Meet Melissa Kelley, Union's new Title IX coordinator

Publication Date

As a health educator at the University of Rochester, Melissa Kelley was primarily responsible for teaching classes and organizing student workshops on drugs, alcohol and other topics.

But with a background in sexual health and women’s health, Kelley soon found herself, with the blessing of school administrators, acting as a key advocate for students who may have been sexually assaulted.

With programs she helped create, including “Stop, Ask, Clarify,” Kelley became a friend, confidant and support system for students trying to navigate a complex issue such as sexual assault.

Last month, Kelley brought her passion and expertise to Union, where she is the College’s first full-time Title IX coordinator. Previously, the duties were handled by Gretchel Hathaway, Union’s chief diversity officer.

Reporting to Robert Kelly, chief of staff, Kelley will work to ensure the College is in compliance with Title IX, the landmark 1972 federal law that prohibits sex- or gender-based discrimination at institutions of higher education.

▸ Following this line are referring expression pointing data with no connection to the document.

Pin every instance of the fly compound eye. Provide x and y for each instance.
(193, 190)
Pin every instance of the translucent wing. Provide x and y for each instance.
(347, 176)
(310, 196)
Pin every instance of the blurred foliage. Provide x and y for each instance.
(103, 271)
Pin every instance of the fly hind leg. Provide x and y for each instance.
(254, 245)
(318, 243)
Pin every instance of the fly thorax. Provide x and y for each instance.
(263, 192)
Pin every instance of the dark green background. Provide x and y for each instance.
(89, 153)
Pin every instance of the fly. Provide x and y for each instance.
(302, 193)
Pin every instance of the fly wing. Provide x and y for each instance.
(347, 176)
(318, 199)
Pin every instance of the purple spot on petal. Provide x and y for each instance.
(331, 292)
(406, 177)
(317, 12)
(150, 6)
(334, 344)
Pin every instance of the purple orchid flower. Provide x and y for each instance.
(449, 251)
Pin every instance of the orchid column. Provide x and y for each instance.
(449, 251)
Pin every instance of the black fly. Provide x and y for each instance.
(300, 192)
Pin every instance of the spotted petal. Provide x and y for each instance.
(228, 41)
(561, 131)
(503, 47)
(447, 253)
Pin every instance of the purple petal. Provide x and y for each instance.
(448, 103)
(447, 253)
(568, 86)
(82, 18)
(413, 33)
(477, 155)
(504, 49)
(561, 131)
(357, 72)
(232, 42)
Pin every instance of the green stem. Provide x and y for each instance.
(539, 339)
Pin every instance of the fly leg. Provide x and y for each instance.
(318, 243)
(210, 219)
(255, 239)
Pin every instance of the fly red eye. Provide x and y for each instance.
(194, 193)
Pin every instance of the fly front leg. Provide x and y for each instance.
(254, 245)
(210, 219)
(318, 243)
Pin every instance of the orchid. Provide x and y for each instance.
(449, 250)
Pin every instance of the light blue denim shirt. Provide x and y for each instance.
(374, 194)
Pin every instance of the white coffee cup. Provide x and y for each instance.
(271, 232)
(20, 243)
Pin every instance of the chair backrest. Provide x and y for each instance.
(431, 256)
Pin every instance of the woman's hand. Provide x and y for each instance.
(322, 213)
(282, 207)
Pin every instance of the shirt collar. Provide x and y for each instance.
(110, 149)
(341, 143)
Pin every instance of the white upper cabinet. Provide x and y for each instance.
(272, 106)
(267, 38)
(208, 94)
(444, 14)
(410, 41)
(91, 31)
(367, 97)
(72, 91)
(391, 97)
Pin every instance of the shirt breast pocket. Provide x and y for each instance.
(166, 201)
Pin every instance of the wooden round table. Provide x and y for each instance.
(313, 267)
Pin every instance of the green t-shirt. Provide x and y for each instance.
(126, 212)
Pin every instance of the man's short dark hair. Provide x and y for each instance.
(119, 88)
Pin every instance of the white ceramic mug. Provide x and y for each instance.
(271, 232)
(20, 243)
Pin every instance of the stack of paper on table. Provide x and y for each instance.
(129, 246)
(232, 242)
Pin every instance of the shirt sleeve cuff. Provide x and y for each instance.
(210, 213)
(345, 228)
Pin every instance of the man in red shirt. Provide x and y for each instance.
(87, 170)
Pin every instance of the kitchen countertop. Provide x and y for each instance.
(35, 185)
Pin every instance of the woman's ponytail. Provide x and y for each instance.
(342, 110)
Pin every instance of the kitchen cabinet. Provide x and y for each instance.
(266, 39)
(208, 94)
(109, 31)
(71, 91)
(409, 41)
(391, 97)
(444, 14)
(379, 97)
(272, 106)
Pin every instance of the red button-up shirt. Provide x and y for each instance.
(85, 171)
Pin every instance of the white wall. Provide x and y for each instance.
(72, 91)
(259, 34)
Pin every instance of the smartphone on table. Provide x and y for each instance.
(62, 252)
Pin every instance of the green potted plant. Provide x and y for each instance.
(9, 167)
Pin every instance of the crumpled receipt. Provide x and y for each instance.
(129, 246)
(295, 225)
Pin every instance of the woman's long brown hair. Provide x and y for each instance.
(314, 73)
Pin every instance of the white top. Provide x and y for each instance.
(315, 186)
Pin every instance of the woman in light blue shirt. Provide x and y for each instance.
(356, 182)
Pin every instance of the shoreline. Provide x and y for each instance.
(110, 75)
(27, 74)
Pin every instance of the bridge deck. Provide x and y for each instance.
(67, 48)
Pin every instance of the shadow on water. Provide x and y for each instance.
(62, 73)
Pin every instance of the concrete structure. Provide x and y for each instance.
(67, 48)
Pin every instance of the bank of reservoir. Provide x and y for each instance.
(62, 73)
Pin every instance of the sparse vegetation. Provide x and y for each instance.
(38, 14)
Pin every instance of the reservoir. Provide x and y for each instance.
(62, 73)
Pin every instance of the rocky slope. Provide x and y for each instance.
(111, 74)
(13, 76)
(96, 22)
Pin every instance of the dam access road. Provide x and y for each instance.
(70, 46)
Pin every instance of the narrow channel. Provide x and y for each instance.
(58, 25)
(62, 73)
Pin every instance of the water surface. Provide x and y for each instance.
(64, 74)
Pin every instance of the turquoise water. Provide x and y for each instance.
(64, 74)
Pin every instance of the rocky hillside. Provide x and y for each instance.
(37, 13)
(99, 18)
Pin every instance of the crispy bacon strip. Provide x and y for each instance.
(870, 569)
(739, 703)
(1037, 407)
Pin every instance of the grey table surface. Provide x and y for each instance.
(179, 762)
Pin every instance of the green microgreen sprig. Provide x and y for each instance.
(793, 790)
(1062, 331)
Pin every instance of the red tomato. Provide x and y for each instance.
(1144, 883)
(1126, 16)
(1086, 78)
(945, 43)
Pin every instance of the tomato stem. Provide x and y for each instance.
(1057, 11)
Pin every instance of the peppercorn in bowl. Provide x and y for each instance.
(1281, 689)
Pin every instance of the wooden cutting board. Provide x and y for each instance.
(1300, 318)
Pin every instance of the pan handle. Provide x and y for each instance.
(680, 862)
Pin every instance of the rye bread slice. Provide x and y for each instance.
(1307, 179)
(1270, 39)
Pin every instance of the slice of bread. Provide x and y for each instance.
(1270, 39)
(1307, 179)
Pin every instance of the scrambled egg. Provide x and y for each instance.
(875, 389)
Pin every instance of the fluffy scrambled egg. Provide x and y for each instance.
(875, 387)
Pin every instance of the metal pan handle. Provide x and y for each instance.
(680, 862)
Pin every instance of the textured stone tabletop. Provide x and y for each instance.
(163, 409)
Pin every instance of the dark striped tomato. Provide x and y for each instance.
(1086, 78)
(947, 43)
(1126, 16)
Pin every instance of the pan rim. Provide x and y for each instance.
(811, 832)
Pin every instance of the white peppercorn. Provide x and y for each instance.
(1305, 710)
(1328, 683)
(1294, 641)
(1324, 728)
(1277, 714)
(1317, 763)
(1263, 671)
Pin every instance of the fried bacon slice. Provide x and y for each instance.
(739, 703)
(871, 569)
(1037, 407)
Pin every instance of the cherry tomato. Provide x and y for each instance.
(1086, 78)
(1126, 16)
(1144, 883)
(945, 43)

This includes sexual misconduct, and in her role, Kelley will help coordinate new programs and initiatives to prevent sexual assault and harassment.

She will also make sure Union complies with the Violence Against Women Act and the Clery Act, among other responsibilities.

With an office on the fourth floor of Reamer Campus Center, Kelley joins Union at a time when the College has taken a series of steps aimed at preventing sexual assault. In fall 2014, Union joined with nearly 200 colleges and universities to participate in a national public service campaign, “It’s On Us.”

The College also teamed up with New York state officials in raising awareness of – and doing its part to take a stand against and prevent – sexual assault and domestic violence.

And last fall, a student-led Committee on Consent Education and Awareness hosted its second Sexual Assault Awareness Week with a series of events across campus.

“Sexual and relationship violence is preventable, and my hope is that the students on campus will join me in educating each other about the expectations of our community,” Kelley said. “I also hope they will encourage one another to come forward about such violence so that those affected will get the help and support they need. No matter when such violence has occurred, I am here to support and listen.”

Hometown: Schenectady

Personal: Kelley and her husband, Ryan, are the parents of eight-year-old Jack and two-year-old triplets, Molly, Madeline and McKenna.

Education: B.S. in Health Science with a concentration in Community Health Education from SUNY Cortland, MS in Human Service Administration from St. John Fisher College in Rochester, N.Y., and EdD in Human Development from the University of Rochester. Her dissertation work was on Panhellenic sorority women's perceptions and reported experiences of hooking up on campus.

Before Union: Kelley began her career as a sexual health educator at Planned Parenthood and most recently was the health educator and sexual violence advocate at the University of Rochester. In addition to her professional roles, she holds a member- at-large position in the American College Health Association's Health Promotion Section and recently stepped down from a three-year presidential term with the New York State College Health Association. She’s an active member of both ACHA and NYSCHA and looks forward to joining other professional networks in this new role.

Hobbies: Shopping, exploring new restaurants, camping, spending time with family. “I like immersing myself in my community and will continue to be a leader in Delta Gamma. I currently advise the collegiate chapter at the University of Rochester and will be looking to re-establish an alumnae chapter here in the Capital District.”

Last book read: “Reclaiming Conversation: The Power of Talk in a Digital Age” by Sherry Turkle.

Why Union: “From the moment I set foot on campus it felt like the right place to be. I was already familiar with Union having grown up here. After meeting with staff and students, Union felt like home. I feel like I can do some great things here in tandem with students, and I am very much looking forward to getting know the campus.”